As the concept is known in the music industry, delivery means that the record company has to accept the recordings which are brought to them by the artist as adhering to the terms of the record deal. The contract will specify what standard the record company will use to test how acceptable the recordings are. It is important that the artist be aware of what standard they are agreeing to.

The most common standard is that the artist must deliver commercially satisfactory recordings. In essence, this means the company will only accept recordings which it believes are hit records. Such language is what a newer artist or an artist without much bargaining power can expect. This ambiguous standard can cause many problems, including: (a) the label suspending the contract period until acceptable tracks are delivered, (b) putting the artist deeper in debt to the label because additional recordings cost more money, and (c) allowing the label to terminate the deal under the argument that the artist was late in delivery and thus breached the contract.

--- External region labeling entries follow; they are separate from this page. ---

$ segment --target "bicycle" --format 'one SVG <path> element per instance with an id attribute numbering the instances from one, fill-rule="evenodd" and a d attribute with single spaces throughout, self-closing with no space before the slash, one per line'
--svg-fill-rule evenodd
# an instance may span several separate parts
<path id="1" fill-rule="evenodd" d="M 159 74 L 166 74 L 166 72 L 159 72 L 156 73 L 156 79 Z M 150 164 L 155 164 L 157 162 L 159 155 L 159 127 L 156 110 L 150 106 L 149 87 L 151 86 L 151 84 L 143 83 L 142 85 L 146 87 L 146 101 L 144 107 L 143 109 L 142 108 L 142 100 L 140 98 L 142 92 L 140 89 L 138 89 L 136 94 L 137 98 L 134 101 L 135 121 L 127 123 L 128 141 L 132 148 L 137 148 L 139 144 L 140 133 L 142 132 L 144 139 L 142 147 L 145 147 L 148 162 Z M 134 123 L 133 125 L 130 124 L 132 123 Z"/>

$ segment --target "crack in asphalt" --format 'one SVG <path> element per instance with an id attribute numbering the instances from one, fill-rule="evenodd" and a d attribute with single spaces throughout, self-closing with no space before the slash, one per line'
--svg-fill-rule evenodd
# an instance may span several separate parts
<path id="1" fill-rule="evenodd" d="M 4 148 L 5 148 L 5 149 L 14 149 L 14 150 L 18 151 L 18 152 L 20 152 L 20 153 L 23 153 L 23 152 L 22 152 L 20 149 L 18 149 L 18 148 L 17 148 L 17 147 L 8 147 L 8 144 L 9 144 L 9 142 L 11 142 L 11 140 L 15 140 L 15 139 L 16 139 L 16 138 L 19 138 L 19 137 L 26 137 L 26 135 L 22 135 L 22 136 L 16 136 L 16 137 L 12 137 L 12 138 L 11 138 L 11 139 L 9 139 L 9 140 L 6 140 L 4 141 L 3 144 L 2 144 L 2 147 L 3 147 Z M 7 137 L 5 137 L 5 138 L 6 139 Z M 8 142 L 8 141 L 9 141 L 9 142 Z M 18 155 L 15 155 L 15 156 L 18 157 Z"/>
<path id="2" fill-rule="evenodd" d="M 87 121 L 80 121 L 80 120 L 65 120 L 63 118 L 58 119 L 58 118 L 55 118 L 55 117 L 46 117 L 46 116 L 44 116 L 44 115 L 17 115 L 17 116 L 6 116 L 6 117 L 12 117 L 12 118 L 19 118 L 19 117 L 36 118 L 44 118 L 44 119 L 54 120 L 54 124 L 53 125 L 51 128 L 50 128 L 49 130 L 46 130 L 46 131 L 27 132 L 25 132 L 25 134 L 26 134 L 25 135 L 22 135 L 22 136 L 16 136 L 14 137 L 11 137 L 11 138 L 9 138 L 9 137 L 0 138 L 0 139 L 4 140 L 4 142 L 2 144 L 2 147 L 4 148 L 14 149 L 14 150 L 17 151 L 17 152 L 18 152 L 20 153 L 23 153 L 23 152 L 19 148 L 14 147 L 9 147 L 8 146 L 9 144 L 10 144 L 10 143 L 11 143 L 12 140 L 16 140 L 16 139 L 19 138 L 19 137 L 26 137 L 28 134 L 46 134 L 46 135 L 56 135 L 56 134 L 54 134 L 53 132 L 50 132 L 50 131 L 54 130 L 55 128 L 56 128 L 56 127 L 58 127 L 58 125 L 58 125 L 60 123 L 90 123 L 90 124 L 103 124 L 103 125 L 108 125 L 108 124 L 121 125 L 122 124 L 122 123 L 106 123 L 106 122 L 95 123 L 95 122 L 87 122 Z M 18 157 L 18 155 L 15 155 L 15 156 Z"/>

The better - but more rare - standard for an artist is known as delivering technically satisfactory recordings. Under this standard, as long as a recording is done using the proper sonic equipment, the company does not have the same leeway to reject the tracks. This standard is usually reserved for midrange and superstar artists.

Along with the standards set forth above, labels generally add other delivery requirements to the contract. Some of the most common are the following: (a) tracks must be recorded during the term of the contract, (b) songs must be new (not previously recorded by the artist), (c) tracks are studio recordings, (d) material does not infringe upon someone else's copyright, (e) songs must have a minimum length (normally at least two minutes), (e) recordings feature only the artist's performance, and (f) recordings are not completely instrumental.

The delivery portion of the recording contract might seem insignificant on its face, but the way it is phrased can become quite important. Therefore, an artist should seek to have the technically satisfactory language added to the contract if at all possible.